Photo by Martin Adams on Unsplash

Building a data science library is walking between two worlds: data science is dominated by Python notebooks, a fast and convenient way to experiment and demonstrate code in the browser, while software engineering focuses on making software reliable and repeatable. StellarGraph uses continuous integration to keep the benefits of both.

StellarGraph is an open source, user-friendly Python library for graph machine learning built on TensorFlow and Keras. It provides a lot of demonstrations of its functionality, in the form of Jupyter notebooks, to get data scientists and anyone else started on solving their real-world problems. The demos are viewable directly on GitHub, and even have links to run automatically in the Binder and Google Colab cloud services.

With the release of StellarGraph version 1.0 planned later this month, we’ve developed automatic processes so that our demos work — and will continue to work — even as we make major enhancements to the library.

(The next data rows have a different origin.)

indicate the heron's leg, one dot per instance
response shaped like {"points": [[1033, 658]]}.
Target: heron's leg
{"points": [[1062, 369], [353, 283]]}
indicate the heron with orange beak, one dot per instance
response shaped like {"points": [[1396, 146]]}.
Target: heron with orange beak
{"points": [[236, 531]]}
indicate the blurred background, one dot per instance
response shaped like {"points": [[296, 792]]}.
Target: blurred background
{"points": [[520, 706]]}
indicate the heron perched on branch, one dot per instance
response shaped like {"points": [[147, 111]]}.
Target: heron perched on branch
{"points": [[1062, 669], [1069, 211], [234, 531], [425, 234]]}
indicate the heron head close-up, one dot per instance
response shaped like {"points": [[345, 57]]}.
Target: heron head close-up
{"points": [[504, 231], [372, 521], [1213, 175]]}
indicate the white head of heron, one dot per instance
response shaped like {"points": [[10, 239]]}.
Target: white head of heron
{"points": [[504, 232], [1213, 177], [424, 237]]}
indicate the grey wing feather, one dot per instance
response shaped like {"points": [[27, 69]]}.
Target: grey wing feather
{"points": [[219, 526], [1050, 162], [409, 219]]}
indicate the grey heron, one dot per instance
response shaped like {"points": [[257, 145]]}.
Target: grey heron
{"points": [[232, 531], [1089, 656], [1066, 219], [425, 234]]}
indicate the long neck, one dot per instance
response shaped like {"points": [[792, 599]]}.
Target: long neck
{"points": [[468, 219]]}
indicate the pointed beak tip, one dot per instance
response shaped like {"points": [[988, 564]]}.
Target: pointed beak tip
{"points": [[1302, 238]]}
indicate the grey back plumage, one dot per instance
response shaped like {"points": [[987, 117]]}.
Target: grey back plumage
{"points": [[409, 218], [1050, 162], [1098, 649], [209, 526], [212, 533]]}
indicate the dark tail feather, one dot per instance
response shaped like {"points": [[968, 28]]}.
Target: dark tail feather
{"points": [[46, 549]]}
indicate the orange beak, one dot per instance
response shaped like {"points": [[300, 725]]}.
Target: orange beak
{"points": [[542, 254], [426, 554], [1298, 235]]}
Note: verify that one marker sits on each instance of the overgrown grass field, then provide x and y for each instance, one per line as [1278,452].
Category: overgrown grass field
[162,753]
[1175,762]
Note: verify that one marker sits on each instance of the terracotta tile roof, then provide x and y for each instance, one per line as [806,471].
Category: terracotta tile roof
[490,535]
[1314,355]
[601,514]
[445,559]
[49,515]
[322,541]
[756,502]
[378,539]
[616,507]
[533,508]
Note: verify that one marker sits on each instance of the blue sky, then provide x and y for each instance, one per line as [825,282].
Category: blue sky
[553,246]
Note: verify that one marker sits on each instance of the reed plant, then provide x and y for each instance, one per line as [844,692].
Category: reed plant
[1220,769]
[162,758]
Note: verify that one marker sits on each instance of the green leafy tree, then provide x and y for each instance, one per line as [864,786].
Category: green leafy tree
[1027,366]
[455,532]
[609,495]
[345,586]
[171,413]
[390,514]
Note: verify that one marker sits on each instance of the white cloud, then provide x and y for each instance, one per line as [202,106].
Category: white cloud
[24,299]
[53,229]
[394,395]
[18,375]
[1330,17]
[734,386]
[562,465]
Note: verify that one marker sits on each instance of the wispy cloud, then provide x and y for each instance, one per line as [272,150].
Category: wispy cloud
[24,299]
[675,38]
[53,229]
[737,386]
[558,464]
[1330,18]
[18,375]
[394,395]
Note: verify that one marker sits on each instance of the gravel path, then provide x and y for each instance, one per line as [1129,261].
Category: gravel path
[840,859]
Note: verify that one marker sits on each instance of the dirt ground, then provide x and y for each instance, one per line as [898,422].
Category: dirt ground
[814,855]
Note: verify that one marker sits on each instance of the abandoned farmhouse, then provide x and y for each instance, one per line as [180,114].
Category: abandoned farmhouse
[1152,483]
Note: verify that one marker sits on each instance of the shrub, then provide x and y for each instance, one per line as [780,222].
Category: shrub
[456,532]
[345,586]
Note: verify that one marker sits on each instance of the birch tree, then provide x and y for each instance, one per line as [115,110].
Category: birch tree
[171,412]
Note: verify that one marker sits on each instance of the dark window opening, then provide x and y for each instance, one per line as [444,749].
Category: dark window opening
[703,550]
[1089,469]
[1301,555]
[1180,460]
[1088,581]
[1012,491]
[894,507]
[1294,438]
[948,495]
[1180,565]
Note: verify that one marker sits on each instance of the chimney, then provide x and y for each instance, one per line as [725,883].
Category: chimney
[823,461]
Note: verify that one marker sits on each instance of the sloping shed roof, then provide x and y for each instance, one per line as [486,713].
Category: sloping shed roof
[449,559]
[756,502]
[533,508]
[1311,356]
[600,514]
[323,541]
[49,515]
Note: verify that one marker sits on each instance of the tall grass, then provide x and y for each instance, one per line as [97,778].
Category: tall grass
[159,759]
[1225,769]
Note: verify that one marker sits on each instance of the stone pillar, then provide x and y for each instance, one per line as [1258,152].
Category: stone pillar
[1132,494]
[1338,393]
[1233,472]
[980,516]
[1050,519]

In this article, we’ll walk through the detailed and helpful continuous integration (CI) that supports us in keeping the library’s demos current and informative.

How it works

StellarGraph’s CI for notebooks works in three main ways:

Validates that every notebook is up to date and runs successfully, using papermill to keep CI fast for a good developer experience
Provides links to nbviewer to view failures conveniently in a nicely rendered way, directly in the browser
Checks that we’re providing a consistent experience by ensuring every notebook has links to cloud services and the same formatting, via black and custom code.

Let’s look at the finer details of each of these.

High velocity; reliable; humans — pick two

Documentation and examples are most useful when they’re accurate. StellarGraph is an active project with constant improvements and bug fixes; many of these allow us to make our notebooks better, and some changes require adjusting a notebook or two. All of this has to be done perfectly.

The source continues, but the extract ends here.